Catholic education “continues to be a radiant witness of evangelizing hope; where it is neglected or narrowed, the light grows dim,” Pierre said. It “offers a window into the wider story of how the council’s teaching has been received across the Church in this country.”
Mission of the bishops
“If we embrace this full inheritance of Vatican II — the educational, pastoral, and social dimensions alike — the Church in the United States can continue to be what she has so often been: a leaven within this nation, a sign of hope that transcends division, and a servant of the common good grounded in the dignity of every human being.”
Bishops have “a call to represent the Church of the council,” Pierre said. “In our priesthood and episcopal vocation, we are called to be men of communion — pastors who walk with the people of God rather than standing apart.”
Bishops have a mission in evangelization and ecumenism, and in their engagement with public life, he said. Bishops “are not chaplains to parties or distant commentators but shepherds who bring the breadth of Catholic social teaching into civic discourse in a way that transcends partisanship.”
Pierre once again asked the bishops: “Where have we been, and where are we going?”
“The council is not behind us; it stands before us, the map for our journey,” Pierre said. “We are a Church rooted in the grace of the Second Vatican Council; a Church still receiving and embodying its vision; a Church sent forth in unity, as disciples and shepherds, bringing hope, joy, and mercy to a world in need.”

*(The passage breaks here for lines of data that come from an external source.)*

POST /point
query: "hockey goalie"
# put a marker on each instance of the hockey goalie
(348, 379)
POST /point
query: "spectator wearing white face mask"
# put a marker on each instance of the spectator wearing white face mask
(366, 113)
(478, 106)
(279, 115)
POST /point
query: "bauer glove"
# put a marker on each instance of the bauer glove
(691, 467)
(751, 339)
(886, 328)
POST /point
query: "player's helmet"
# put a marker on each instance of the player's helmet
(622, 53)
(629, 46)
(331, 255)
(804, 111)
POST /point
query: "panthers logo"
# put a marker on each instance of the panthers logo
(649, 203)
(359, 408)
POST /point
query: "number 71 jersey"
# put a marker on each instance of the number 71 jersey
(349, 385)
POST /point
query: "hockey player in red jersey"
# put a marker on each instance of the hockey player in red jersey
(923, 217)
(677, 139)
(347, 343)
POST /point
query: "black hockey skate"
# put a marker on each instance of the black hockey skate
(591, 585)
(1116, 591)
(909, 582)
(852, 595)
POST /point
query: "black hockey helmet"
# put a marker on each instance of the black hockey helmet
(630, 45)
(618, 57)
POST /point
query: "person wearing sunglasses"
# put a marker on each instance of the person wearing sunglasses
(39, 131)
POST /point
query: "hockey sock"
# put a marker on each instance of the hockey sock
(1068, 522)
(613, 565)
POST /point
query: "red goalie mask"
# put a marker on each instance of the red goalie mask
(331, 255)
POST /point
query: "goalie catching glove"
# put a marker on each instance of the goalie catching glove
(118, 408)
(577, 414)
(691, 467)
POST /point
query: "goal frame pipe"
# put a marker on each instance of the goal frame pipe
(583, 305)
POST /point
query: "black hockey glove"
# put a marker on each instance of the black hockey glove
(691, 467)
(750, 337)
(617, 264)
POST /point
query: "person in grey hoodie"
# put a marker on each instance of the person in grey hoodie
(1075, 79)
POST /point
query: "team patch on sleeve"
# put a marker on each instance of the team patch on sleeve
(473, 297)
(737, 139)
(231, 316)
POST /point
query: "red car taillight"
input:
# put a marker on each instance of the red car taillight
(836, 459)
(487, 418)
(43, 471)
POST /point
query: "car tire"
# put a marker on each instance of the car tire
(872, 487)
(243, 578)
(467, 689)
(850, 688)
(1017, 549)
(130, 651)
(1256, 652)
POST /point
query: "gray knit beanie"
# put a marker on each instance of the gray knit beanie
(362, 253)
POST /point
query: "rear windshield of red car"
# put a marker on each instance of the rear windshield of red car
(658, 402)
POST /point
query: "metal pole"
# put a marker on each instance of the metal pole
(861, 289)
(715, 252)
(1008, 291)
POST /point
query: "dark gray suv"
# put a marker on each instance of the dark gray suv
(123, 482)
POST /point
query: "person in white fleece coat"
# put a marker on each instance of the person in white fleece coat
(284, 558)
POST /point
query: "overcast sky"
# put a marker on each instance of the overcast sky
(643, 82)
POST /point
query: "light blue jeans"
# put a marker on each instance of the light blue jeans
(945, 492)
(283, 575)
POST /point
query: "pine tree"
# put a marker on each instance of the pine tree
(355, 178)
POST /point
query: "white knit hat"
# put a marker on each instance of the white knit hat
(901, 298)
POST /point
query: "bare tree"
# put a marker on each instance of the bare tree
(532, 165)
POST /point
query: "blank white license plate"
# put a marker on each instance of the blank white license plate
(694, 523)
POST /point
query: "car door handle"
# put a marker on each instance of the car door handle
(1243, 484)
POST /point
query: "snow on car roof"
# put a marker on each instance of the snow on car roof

“The council’s documents continue to form us and guide our discernment of this moment,” Pierre said. “Pope Leo XIV now carries that same vision forward, interpreting it anew for the world of today.”
“If we walk faithfully with him, we will be the Church the council envisioned: a pilgrim people, a sacrament of communion, a beacon of hope, and a servant of the poor — drawing, even now, new maps of hope for the generations to come,” the nuncio concluded.